Are there any arguments against using acid-state? (No simultaneous writes; just one process will write to it).

Sridhar Ratnakumar

From fp slack,

There was some discussion a couple of years ago here: https://gist.github.com/parsonsmatt/6b747d3020c4a4ac43b6580b65392a23

Sridhar Ratnakumar

My response follows:

I just read the gist. My use case is different: using acid-state as a cache store, and as a way to pass on this cache to external processes (written in Haskell, if I have to) without having them rebuild it themselves. It sounds like for this use case, acid-state would be fine - as I get the benefits of using Haskell datatypes (keeping all of it in memory is not a problem).
But compared to something like serializing to JSON, acid-state would only be useful if the reader processes have the capability to 'update' their in-memory copy using incoming patches (from writer process).
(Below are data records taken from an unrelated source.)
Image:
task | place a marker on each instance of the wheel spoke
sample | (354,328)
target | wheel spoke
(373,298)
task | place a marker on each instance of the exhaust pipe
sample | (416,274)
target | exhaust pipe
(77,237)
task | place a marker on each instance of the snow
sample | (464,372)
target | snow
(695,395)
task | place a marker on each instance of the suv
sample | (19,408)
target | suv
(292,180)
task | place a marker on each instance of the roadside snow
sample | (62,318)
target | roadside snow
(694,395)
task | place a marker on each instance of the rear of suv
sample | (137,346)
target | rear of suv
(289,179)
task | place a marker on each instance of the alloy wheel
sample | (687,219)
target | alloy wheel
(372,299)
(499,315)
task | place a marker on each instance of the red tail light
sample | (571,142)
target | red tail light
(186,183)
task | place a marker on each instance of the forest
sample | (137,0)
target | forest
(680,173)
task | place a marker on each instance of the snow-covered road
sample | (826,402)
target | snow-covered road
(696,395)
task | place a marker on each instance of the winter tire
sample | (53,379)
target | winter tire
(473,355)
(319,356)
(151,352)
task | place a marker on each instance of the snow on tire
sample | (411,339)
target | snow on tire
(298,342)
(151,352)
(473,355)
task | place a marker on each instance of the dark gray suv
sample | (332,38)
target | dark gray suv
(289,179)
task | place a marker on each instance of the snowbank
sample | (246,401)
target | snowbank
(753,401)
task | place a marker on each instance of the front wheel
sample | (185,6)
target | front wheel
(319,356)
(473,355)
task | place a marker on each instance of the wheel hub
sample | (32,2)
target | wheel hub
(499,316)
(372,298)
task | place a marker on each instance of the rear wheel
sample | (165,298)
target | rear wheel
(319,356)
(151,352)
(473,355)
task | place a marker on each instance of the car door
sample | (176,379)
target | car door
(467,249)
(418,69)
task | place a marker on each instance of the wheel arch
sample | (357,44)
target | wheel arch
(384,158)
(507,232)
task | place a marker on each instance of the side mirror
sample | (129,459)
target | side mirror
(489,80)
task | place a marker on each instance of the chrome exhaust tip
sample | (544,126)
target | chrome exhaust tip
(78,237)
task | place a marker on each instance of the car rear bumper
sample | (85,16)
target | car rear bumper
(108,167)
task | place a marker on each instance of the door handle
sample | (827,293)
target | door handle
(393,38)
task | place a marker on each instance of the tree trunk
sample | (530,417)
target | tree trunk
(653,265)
(What's this cache? Well, think of a big graph and note metadata built out of a directory of Markdown files)

Mats Rauhala

Acid-state used to be the #1 source of bugs on our codebase.

Mats Rauhala

Causing crashes, data corruption and stackless errors

Georgi Lyubenov // googleson78

in what scenarios do those happen? not finding issues relating to them

Mats Rauhala

Well, tbh we were misusing acid-state a bit. We had an agent service, managing n services, each service having their own acid-state. These environments could come and go dynamically and this coming and going caused problems.

Some of the errors were like

could not open file

which is absolutely useless in trying to debug what, where and how the problem comes to being. No file name, no stack, no anything.

There was also some other syscall that occasionally failed, but that I was able to figure out by git cloning every single transitive dependency and grepping the call from them.